What role do the IP owners at 20th Century play in the creative portion of your writing process?
I’ve been a creative consultant on the property for years, so I not only take care of that for the RPG but also for other licensees’ Alien projects (like the Aliens Fireteam video game). I have to back up my work on Alien with citations of where I got whatever info from. Playing it the way I mentioned above is a great way to get everything approved because it’s not rocking the boat – it’s using what’s been here and was previously approved to create new story arcs and exciting possibilities. Everything grows organically out of existing canon to create new canon.

With so much canon out there, how do you balance your work for Alien RPG between being engaging enough for massive fans yet also accessible enough for a more casual audience looking to play?

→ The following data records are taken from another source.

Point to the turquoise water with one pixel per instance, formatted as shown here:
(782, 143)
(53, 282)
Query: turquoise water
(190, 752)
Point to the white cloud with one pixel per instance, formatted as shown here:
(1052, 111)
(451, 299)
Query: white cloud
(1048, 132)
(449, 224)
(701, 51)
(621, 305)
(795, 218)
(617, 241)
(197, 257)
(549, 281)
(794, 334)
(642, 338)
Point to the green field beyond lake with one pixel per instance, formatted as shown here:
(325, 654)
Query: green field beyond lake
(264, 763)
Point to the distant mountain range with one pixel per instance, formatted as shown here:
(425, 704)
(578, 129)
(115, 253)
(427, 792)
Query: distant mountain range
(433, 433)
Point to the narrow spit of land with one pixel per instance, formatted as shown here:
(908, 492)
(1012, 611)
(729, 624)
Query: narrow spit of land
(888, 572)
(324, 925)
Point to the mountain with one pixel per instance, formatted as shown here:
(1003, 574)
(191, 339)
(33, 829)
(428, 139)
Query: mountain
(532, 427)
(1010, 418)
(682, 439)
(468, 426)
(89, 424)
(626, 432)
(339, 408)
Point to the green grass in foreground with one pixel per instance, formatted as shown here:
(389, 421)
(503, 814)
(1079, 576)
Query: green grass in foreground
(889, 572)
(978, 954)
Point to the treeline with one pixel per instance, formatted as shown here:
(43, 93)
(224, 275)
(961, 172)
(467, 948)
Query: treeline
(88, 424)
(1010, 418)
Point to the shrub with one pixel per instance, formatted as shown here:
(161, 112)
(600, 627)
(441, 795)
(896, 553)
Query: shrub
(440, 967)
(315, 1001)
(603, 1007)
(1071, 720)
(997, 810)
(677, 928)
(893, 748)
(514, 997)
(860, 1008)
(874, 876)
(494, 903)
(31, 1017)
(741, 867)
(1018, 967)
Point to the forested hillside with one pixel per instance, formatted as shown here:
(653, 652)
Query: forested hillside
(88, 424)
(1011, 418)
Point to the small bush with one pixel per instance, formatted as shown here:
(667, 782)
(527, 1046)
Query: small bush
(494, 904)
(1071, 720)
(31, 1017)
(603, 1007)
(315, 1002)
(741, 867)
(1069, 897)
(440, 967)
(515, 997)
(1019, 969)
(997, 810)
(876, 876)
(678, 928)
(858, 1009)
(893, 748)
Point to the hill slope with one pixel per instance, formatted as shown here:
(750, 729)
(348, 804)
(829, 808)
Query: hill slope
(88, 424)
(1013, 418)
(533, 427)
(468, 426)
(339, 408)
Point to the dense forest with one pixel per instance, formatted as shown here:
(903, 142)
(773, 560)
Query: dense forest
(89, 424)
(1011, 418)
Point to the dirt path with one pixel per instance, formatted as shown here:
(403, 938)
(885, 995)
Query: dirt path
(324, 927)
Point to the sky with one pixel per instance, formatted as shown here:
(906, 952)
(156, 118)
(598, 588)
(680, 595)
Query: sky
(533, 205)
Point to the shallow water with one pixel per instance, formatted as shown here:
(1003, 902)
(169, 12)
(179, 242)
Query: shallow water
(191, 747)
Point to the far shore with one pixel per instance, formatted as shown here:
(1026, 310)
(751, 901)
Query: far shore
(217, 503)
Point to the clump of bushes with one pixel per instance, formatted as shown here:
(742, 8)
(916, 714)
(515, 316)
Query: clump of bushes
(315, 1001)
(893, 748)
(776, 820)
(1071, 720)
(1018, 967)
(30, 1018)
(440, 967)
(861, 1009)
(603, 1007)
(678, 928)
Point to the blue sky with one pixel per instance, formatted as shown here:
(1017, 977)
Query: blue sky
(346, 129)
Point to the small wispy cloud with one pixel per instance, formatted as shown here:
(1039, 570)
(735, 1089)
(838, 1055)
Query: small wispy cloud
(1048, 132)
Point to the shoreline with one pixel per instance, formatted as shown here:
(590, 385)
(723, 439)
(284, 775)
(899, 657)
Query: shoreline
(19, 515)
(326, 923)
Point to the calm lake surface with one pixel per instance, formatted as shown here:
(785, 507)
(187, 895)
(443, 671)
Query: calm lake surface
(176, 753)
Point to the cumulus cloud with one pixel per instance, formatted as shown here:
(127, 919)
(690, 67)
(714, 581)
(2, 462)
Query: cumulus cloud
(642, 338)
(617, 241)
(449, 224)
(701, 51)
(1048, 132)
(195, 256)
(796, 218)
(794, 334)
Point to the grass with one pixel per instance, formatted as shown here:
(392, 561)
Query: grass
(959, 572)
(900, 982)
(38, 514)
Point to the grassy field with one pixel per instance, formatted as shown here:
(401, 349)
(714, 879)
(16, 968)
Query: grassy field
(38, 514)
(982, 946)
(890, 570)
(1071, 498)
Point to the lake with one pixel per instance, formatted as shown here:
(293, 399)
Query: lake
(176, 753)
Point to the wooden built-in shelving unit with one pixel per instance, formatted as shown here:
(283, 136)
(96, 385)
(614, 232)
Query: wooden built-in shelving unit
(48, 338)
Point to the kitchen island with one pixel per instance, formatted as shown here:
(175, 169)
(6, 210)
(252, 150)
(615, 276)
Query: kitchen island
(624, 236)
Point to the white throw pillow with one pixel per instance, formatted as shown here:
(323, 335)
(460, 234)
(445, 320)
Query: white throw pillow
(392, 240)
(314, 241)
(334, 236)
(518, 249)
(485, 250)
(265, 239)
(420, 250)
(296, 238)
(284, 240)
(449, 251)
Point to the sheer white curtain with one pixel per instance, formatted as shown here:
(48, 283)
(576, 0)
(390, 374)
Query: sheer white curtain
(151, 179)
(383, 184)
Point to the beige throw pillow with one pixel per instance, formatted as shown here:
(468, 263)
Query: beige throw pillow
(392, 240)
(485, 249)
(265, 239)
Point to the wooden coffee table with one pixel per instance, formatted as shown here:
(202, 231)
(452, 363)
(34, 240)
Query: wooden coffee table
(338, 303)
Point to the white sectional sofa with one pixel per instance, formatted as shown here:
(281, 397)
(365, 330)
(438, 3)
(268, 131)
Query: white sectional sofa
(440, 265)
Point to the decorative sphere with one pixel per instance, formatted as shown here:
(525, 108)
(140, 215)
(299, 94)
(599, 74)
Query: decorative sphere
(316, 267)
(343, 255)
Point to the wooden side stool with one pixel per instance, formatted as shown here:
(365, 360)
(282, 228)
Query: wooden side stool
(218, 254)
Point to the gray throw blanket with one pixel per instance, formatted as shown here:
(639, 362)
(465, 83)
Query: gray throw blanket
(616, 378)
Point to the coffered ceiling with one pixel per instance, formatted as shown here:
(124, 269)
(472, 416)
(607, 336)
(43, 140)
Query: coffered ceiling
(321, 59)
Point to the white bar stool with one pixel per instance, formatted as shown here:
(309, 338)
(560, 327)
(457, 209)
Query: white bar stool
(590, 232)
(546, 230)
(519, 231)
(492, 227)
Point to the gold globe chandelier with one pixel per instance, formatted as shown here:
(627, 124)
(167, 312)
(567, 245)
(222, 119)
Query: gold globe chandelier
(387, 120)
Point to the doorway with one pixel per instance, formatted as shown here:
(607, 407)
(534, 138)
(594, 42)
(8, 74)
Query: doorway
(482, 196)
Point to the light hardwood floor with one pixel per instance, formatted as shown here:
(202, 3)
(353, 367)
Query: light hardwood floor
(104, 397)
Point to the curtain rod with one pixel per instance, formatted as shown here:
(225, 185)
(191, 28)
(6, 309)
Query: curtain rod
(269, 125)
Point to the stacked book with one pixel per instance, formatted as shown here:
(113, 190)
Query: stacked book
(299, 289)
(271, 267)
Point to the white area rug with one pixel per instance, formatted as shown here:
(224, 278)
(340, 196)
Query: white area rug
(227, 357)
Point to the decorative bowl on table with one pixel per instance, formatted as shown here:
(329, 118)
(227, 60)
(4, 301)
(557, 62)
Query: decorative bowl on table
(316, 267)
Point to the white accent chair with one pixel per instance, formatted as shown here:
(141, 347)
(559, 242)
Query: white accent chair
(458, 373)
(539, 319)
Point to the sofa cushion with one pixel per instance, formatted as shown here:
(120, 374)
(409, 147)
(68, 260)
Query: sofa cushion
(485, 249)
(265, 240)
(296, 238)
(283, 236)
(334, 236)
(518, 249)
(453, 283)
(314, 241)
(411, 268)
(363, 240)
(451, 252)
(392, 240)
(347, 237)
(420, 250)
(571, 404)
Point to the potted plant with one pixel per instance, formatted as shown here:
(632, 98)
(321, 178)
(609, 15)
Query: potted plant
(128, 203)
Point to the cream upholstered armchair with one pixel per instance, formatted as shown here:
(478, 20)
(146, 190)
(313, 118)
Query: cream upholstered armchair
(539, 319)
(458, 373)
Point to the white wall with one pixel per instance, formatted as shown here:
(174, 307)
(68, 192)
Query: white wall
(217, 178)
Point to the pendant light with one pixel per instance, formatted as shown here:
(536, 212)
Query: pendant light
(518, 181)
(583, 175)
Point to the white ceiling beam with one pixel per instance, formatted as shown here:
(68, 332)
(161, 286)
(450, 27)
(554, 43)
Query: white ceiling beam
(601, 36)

It’s all about the story. Aliens itself gives you all the info you need to have never seen Alien and still get it. Using the examples above, a casual reader will accept that a story I write has to do with an event called the Oil War, just like movie-goers had to accept that Ripley had encountered the alien before. Those in the know will see the dots being connected, but knowing those connections are not necessary to enjoying the story as it unfolds. Knowing it just validates the previous material to hard core fans, and/or validates the new stuff because of its connection to the old.
The art work in the book looks great – (how) do you collaborate with the illustrators on getting the look and feel right?
The artists are fantastic, there’s no doubt. I send them as much visual reference as I can find and give some feedback before the final art is done. Artists like Martin Grip know how to capture the right mood and tone for space horror.
Earlier releases of Alien RPG took the first film’s setting of being in a confined location and the dread associated with that. What are some of the writing and design challenges involved when you venture outside of that, like in Colonial Marines?
Well, the Colonial Marines in Aliens were also in a confined setting. Cameron wanted to showcase a similar situation to Vietnam, where confident overpowered marines walk into a jungle or tunnel system with a cunning foe that uses the environment to take them out anyway. In Destroyer of Worlds, I wanted to have a full-sized, long established colony, not the small “shake and bake” kind seen in Aliens. To maintain that confined sense of by dread, I made the sprawling colony be 90% deserted—a massive ghost town, so you have all this there and still feel very, very, alone.
For those who haven’t played Alien RPG yet, what’s a good example of an encounter you might run into during a Colonial Marines session?
That’s a tough one, I don’t want to give away any spoilers. Just know that aliens aren’t the only thing you face in these adventures, there are enemy nations at play, rogue corporations, killer androids, other lower lifeforms, and harsh planetary environments.
What’s an area of the franchise where you’d possibly like to take Alien RPG in the future?
We’ll be moving into explorers and colonists next, and then space truckers. I’m hoping to do some corporate and android source material as well. I’ve always been a fan of the previously mentioned Earth War, and all the story potential that could come from there. It’s definitely something I think about. Will it happen? I don’t know, but I’d sure love to do more with it.